NSA and CISA Share Tips to Secure the Software Supply Chain
The U.S. National Security Agency (NSA) and the Cybersecurity and Infrastructure Security Agency (CISA) have released tips today on securing the software supply chain.
This guidance is designed by the Enduring Security Framework (ESF)—a public-private partnership that works to address threats to U.S. critical infrastructure and national security systems—to serve as a collection of suggested practices for software developers.
“Securing the Software Supply Chain for Developers was created to help developers achieve security through industry and government-evaluated recommendations,” the Department of Defense’s intelligence agency said.
“Developers will find helpful guidance from NSA and partners on developing secure code, verifying third party components, hardening the build environment, and delivering the code. Until all DevOps are DevSecOps, the software development lifecycle will be at risk.”
The ESF will release two more advisories coinciding with the software supply chain lifecycle, with the other two parts in this series focusing on software suppliers and customers.
You can find detailed information on how to develop secure code, verify third-party components, harden build environments, and deliver code securely in today’s advisory [PDF].
The guidance has been released after recent high-profile cyber attacks like the SolarWinds hack have highlighted weaknesses in the software supply chain that nation-state-backed threat groups can easily exploit.
Following the snowball effect of the SolarWinds supply-chain attack that led to the compromise of multiple U.S. govt agencies after FireEye revealed its network was breached in December 2020, President Biden signed an executive order in May 2021 to modernize the country’s defenses against cyberattacks.
The White House released a new Federal strategy in January, pushing the U.S. government to adopt a “zero trust” security model.

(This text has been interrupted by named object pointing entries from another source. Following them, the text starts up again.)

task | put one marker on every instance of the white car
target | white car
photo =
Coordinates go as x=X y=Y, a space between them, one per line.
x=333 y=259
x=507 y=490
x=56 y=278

This was prompted by Biden’s executive order and the NSA and Microsoft recommending this approach in February 2021 for large enterprises and critical networks (National Security Systems, Department of Defense, Defense Industrial Base).
In May, the U.S. National Institute of Standards and Technology (NIST) also released updated guidance on how enterprises can better defend themselves from supply-chain attacks.
A Microsoft report from October 2021 also revealed that the Russian-backed Nobelium threat group kept targeting the global I.T. supply after hacking SolarWinds, attacking 140 managed service providers (MSPs) and cloud service providers and breaching at least 14 since May 2021.
Microsoft’s findings demonstrated the software supply chain had become an increasingly popular target for threat actors since it allows them to compromise a single product and impact numerous downstream companies that use it.
The danger behind supply-chain attacks was also made evident in real-world scenarios multiple times since Russian threat actors compromised SolarWinds to infect its downstream customers, including by Kaseya’s MSP software which was used to encrypt the systems of over a thousand companies worldwide and by how npm modules have been used to execute remote commands.